LLMs have made it really clear when previous concepts actually grouped things that were distinct. Not so long ago, Chess was thought to be uniquely human, until it wasn't, and language was thought to imply intelligence behind it, until it wasn't.

So let's separate out some concerns and ask what exactly we mean by engineering. To me, engineering means solving a problem. For someone, for myself, for theory, whatever. Why do we want to solve the problem, what we want to do to solve the problem, and how we do that often blurred together. Now, AI can supply the how in abundance. Too much abundance, even. So humans should move up the stack, focus on what problem to solve and why we want to solve it. Then, go into detail to describe what that solution looks like. So for example, making a UI in Figma or writing a few sentences on how a user would actually do the thing. Then, hand that off to the AI once you think it's sufficiently defined.

The author misses a step in the engineering loop that's important though. Plans almost always involve hidden assumptions and undefined or underdefined behavior that implementation will uncover. Even more so with AI, you can't just throw a plan and expect good results, the humans need to come back, figure out what was underdefined or not actually what they wanted, and update the plan. People can 'imagine' rotating an apple in their head, but most of them will fail utterly if asked to draw it; they're holding the idea of rotating an apple, not actually rotating the apple, and application forces realization of the difference.

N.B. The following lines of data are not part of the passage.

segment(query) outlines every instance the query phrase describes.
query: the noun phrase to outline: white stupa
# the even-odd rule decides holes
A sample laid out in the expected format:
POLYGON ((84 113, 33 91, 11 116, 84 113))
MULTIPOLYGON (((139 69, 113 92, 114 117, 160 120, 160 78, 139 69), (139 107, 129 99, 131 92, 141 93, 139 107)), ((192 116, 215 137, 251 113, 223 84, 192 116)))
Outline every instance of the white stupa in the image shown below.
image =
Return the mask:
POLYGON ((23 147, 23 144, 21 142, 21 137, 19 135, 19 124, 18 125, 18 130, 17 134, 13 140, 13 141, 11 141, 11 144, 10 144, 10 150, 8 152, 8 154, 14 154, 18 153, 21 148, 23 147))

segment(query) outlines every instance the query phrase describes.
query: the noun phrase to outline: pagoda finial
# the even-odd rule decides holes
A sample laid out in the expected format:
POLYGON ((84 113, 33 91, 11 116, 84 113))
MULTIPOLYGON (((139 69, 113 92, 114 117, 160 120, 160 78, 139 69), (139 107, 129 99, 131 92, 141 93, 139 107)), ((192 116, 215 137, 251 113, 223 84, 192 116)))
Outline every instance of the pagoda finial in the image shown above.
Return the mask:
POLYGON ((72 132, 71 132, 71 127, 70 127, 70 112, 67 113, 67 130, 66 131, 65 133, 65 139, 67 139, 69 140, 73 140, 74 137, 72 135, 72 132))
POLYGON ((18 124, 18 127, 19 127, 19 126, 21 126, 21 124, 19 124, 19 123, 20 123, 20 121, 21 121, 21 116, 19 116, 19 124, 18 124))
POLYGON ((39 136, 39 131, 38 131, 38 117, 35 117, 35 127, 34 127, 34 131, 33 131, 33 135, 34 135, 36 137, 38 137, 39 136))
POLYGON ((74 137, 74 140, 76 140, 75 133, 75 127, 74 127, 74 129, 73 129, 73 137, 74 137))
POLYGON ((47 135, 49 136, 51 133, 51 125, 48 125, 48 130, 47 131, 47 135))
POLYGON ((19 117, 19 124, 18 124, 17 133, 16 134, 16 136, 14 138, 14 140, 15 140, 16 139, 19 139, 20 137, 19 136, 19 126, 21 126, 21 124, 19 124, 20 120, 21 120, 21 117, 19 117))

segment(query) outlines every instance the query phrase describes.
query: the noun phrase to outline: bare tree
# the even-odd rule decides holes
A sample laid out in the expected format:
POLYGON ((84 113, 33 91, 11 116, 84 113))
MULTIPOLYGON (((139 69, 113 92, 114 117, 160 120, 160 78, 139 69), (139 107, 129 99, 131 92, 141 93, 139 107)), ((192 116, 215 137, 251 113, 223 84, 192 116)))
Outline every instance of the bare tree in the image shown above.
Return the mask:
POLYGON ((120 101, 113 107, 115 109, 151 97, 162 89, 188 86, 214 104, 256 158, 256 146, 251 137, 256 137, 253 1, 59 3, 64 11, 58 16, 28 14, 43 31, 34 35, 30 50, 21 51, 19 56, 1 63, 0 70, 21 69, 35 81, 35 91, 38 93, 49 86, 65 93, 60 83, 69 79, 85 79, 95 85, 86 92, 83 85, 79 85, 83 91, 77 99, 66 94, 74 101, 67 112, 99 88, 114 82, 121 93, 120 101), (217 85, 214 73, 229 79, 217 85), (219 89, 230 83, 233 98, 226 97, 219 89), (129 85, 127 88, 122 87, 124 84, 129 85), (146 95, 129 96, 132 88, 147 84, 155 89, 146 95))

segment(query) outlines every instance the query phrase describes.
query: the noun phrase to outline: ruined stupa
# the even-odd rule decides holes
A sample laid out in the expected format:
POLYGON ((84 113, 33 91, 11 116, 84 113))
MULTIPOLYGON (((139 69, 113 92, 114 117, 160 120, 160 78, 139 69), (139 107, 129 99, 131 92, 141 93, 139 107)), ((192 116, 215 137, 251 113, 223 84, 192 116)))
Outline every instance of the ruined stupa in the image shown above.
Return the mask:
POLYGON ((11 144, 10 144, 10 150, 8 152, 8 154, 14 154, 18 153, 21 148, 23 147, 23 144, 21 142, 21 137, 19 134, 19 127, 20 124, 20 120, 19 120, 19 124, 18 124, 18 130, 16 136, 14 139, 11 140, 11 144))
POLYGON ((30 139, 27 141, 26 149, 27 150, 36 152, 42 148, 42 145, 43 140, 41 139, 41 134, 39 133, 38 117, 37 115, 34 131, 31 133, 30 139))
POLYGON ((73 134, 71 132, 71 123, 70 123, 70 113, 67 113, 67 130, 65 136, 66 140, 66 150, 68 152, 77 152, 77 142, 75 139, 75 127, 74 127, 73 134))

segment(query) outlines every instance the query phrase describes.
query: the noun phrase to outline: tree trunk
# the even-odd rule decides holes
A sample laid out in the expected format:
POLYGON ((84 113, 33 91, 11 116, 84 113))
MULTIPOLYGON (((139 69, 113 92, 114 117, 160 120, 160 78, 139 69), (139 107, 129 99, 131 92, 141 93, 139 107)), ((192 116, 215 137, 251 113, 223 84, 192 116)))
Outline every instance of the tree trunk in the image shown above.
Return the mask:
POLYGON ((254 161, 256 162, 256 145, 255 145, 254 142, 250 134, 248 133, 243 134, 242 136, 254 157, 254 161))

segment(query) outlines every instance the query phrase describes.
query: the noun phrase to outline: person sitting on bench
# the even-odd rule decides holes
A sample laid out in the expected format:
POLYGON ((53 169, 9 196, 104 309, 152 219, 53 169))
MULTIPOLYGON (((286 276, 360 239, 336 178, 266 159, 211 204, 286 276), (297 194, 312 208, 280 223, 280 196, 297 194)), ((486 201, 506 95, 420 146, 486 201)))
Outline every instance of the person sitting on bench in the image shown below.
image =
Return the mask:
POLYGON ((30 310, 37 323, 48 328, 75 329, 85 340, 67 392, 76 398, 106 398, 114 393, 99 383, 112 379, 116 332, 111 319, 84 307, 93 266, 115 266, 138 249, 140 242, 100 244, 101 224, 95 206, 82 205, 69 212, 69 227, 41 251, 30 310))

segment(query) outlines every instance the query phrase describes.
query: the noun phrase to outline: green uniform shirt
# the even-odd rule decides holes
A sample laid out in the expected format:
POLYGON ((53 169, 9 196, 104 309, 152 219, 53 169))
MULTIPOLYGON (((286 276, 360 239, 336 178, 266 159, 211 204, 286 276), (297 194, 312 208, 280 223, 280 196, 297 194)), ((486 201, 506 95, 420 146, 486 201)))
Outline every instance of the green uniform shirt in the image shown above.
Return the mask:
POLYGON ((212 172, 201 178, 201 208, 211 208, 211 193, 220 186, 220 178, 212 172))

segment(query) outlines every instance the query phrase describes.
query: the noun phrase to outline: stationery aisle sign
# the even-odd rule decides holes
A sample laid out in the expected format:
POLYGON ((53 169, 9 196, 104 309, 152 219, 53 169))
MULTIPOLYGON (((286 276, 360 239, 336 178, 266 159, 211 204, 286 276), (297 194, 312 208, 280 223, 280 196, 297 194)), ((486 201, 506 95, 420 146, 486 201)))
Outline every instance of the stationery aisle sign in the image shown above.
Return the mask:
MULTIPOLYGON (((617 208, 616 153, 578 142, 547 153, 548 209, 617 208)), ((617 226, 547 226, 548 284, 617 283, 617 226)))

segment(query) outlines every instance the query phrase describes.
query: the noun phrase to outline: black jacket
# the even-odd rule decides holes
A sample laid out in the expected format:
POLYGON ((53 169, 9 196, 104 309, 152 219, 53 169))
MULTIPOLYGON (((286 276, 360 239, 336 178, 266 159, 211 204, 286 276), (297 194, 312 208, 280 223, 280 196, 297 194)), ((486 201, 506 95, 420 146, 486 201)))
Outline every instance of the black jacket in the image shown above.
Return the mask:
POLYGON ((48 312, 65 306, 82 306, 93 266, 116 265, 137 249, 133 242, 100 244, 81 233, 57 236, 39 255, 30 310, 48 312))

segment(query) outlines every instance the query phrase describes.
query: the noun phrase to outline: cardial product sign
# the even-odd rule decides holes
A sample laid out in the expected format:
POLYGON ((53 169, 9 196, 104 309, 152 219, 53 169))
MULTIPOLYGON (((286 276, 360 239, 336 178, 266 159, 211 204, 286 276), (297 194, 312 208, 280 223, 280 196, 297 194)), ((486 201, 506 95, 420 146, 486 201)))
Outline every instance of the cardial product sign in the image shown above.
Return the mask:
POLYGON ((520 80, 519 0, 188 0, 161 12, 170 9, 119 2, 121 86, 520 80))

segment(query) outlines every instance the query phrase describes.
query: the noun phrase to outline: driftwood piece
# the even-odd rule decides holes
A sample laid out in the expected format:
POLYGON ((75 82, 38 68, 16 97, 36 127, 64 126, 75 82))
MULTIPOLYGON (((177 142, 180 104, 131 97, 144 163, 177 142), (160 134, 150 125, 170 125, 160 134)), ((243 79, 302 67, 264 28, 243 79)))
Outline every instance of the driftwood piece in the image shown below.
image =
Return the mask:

[–] hunnybubny@discuss.tchncs.de 3 points 1 day ago

The author misses a step in the engineering loop that's important though. Plans almost always involve hidden assumptions and undefined or underdefined behavior that implementation will uncover.

His whole point is two mental models and a model delta. Exactly what you just described.

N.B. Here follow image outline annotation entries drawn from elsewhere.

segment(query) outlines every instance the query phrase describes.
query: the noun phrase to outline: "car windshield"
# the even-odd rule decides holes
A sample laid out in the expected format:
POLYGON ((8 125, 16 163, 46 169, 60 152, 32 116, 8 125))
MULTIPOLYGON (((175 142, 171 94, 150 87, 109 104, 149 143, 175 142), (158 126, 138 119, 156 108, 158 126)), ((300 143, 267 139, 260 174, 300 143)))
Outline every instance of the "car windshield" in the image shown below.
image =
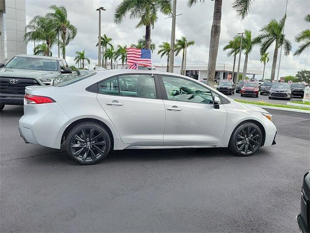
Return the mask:
POLYGON ((6 68, 57 71, 56 60, 31 57, 14 57, 5 66, 6 68))
POLYGON ((293 83, 292 84, 292 87, 301 87, 304 88, 305 88, 305 85, 302 83, 293 83))
POLYGON ((273 86, 273 84, 274 83, 270 83, 269 82, 265 82, 265 83, 264 83, 264 84, 263 84, 263 86, 273 86))
POLYGON ((231 86, 232 83, 230 82, 221 82, 219 83, 220 86, 231 86))
POLYGON ((287 83, 275 83, 274 88, 289 88, 290 85, 287 83))
POLYGON ((257 83, 247 83, 244 84, 244 86, 250 86, 252 87, 255 87, 257 86, 257 83))

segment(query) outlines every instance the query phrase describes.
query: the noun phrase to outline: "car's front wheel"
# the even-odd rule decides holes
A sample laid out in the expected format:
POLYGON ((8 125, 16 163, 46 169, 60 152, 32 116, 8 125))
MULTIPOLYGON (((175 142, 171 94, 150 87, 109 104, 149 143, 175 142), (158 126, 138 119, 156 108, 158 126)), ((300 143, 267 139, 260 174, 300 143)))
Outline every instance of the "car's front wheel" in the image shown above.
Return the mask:
POLYGON ((66 149, 76 162, 90 165, 107 157, 111 148, 108 133, 101 125, 94 122, 79 124, 73 127, 66 139, 66 149))
POLYGON ((239 156, 249 156, 260 148, 263 133, 260 128, 252 122, 245 122, 233 131, 229 142, 230 149, 239 156))

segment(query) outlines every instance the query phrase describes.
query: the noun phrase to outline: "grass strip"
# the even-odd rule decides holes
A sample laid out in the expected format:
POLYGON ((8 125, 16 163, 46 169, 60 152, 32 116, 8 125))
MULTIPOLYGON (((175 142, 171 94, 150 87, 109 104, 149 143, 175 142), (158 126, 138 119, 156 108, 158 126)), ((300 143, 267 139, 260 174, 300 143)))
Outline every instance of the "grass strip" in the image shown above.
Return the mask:
MULTIPOLYGON (((243 103, 248 103, 250 104, 256 104, 257 105, 261 106, 270 106, 271 107, 279 107, 279 108, 292 108, 293 109, 300 109, 302 110, 307 110, 310 111, 309 108, 305 108, 304 107, 297 107, 295 106, 287 105, 286 104, 279 104, 277 103, 271 103, 263 101, 248 101, 243 100, 234 100, 237 102, 240 102, 243 103)), ((297 102, 297 101, 296 101, 297 102)))

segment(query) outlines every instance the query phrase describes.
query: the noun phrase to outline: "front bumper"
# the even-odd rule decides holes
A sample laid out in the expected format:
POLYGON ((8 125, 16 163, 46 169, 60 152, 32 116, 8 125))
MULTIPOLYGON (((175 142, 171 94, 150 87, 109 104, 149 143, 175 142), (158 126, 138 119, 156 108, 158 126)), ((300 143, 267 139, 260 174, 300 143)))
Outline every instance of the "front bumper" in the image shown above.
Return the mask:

[–] humanspiral@lemmy.ca 12 points 2 days ago

I've done a test of 8 LLMs, on coding. It was using the J language, asking all of them to generate a chess "mate in x solver"

Even the bad models were good at organizing code, and had some understanding of chess, were good at understanding the ideas in their prompts. The bad models were bad mostly on logic. Not understanding indexing/amend on a table, not understanding proper function calling, or proper decomposition of arguments in J. Bad models included copilot and openAI's 120g open source model. kimi k2 was ok. Sonet 4 the best. I've mostly used Qwen 3 245 for better free accessibility than Sonet 4, and the fact that it has a giant context that makes it think harder (slower) and better the more its used on a problem. Qwen 3 did a good job in writing a fairly lengthy chess position scoring function, and then separating it into 2 quick and medium function, incorporating self written library code, and recommending enhancements.

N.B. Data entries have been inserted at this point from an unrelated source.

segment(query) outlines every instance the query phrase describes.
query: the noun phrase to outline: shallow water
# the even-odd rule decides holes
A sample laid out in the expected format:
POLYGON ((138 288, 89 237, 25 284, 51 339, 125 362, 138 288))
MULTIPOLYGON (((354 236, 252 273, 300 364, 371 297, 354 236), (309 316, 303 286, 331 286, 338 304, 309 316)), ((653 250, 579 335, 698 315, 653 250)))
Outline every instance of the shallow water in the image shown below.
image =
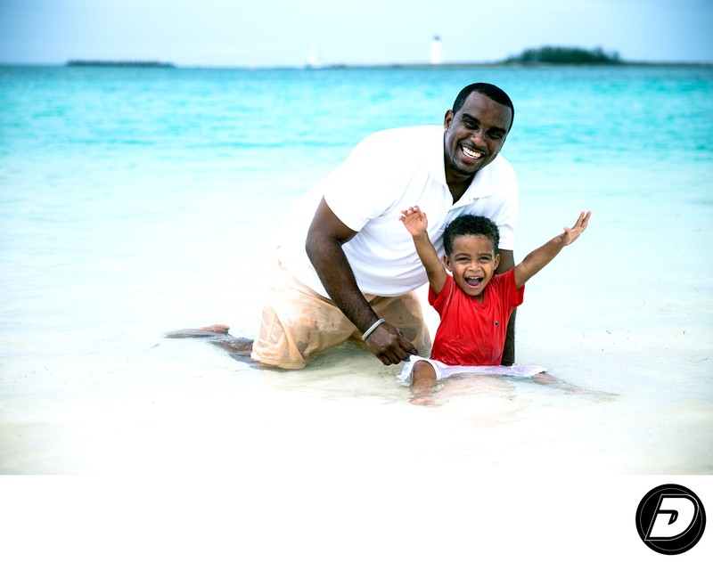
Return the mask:
POLYGON ((0 472, 710 474, 713 71, 475 72, 0 69, 0 472), (517 321, 519 362, 590 392, 460 379, 417 406, 351 345, 283 372, 162 338, 253 337, 289 205, 475 79, 516 106, 516 258, 593 210, 517 321))

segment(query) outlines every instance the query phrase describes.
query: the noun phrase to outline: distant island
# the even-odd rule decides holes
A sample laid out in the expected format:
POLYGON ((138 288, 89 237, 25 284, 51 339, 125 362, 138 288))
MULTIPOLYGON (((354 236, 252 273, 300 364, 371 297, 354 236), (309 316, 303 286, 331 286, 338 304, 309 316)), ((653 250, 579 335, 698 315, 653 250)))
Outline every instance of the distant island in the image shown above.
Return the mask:
POLYGON ((544 46, 526 49, 508 57, 502 64, 622 64, 619 53, 604 53, 602 48, 544 46))
POLYGON ((71 59, 67 66, 142 67, 150 69, 172 69, 171 62, 159 61, 83 61, 71 59))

There is a lot to get used to in working with LLMs, but the right ones, can generally help with code writting process. ie. there exists some code outputs which even when wrong, provide a faster path to objectives than if that code output did not exist. No matter how bad the code outputs, you are almost never dumber for having received it, unless perhaps you don't understand the language well enough to know its bad.

[–] TuffNutzes@lemmy.world 105 points 3 days ago (21 children)

The LLM worship has to stop.

It's like saying a hammer can build a house. No, it can't.

It's useful to pound in nails and automate a lot of repetitive and boring tasks but it's not going to build the house for you - architect it, plan it, validate it.

It's similar to the whole 3D printing hype. You can 3D print a house! No you can't.

You can 3D print a wall, maybe a window.

Then have a skilled Craftsman put it all together for you, ensure fit and finish and essentially build the final product.

[–] frog_brawler@lemmy.world 5 points 2 days ago (1 children)

You’re making a great analogy with the 3D printing of a house.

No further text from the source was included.